How to Determine Symbol Table Efficiency

The DataImportServer configuration includes string caching hints that bound the size of the in-memory symbol tables that each partition may use. This protects the DIS heap from managing an unbounded number of strings, which may cause undesirable garbage collection behavior.

Note

For more detail, see Symbol Caching for Importers.

If the cardinality of your symbol table columns exceeds the configured in-memory size of your symbol table, then the DIS creates multiple IDs for each symbol, which results in higher disk usage and may negatively impact the performance of queries that need to read additional data. You can audit the symbol table efficiency of a table using the following Groovy snippet:

symTabEfficiency = { tab ->
    names = tab.getMeta().where("DataType=`java.lang.String`").getColumn("Name").getDirect()
    symNames = []
    symSizes = []
    values = []
    for (String name : names) {
        def col = tab.getColumnSource(name)
        if (col instanceof com.illumon.iris.db.v2.sources.regioned.SymbolTableSource) {
            if (!col.hasSymbolTable(tab.getIndex())) {
                println "Skipping " + name
                continue
            }

            symtab = col.getStaticSymbolTable(tab.getIndex(), false)
            if (symtab.size() > 0) {
                println "Processing " + name
                symNames.add(name)
                symSizes.add(symtab.size())
                values.add(tab.selectDistinct(name).size())
            }
        }
    }
    return newTable(col("Name", symNames.toArray()), col("Size", symSizes.toArray()), col("Values", values.toArray())).update("Values=(long)Values", "Size=(long)Size", "Efficiency=Values/Size")
}
x = symTabEfficiency.call(db.i("Namespace", "Table").where("Date=lastBusinessDateNy()"))

The query produces a table with one row per symbol table column; the “Values” column contains how many distinct values exist for that column, and the “Size” column contains the size of the on-disk symbol table. The “Efficiency” column is the ratio of Values to Size, which is ideally 1.00 (or 100%) for a single partition. When you have tables with multiple partitions, the symbol tables are independent.

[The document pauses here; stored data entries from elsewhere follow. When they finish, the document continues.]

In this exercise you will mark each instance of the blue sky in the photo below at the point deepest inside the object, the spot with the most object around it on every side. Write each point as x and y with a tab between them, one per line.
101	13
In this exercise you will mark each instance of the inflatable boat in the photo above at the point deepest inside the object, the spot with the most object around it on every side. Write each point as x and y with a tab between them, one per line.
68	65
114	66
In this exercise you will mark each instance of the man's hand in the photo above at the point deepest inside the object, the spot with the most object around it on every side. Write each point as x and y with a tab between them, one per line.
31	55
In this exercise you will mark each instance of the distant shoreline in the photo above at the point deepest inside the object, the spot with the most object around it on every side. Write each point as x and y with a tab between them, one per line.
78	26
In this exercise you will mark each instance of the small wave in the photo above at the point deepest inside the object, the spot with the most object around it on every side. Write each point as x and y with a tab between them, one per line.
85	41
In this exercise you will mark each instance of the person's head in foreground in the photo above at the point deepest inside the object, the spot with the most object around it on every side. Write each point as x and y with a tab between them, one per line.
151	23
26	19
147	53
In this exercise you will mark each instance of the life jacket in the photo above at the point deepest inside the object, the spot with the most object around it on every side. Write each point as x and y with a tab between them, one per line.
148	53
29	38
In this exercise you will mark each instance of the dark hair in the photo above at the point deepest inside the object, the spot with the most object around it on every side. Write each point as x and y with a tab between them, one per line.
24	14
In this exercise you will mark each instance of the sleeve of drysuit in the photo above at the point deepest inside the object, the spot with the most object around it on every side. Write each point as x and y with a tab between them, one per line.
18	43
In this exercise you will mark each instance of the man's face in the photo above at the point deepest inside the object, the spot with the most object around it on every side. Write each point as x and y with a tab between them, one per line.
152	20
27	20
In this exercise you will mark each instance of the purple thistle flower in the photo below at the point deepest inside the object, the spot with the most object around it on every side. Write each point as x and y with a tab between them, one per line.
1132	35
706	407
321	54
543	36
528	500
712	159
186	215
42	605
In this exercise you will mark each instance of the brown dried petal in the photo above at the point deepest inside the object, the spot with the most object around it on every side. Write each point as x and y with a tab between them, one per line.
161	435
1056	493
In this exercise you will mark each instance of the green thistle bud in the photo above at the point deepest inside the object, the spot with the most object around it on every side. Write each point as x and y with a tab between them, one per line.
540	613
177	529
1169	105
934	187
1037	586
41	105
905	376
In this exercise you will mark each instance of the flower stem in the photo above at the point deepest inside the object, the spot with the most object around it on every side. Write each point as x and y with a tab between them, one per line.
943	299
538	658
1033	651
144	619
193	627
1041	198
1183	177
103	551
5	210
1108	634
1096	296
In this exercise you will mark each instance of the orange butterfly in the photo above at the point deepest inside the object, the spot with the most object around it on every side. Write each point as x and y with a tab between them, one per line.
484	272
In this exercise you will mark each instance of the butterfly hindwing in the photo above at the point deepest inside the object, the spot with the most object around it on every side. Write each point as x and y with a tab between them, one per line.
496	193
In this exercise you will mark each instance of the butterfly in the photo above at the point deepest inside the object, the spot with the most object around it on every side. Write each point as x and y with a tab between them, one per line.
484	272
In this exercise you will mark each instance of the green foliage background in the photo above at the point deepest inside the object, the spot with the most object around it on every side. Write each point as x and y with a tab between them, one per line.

You may also see that the number of Values is close to the size of the input table, in which case a symbol table column may not be appropriate (as is often the case for order IDs).

In the following example, we can see that the "symbol", "wiresymbol", and "u_symbol" columns all have low efficiency of only .03%; adjusting the DIS cache hints to allow sufficient headroom for the roughly 30,000 unique values is likely to improve query performance. Additionally, the “ordid” column is a symbol table column, but has over 88,000,000 unique values. Queries and ingestion are likely to be more efficient by changing the schema to include symbolTable="none".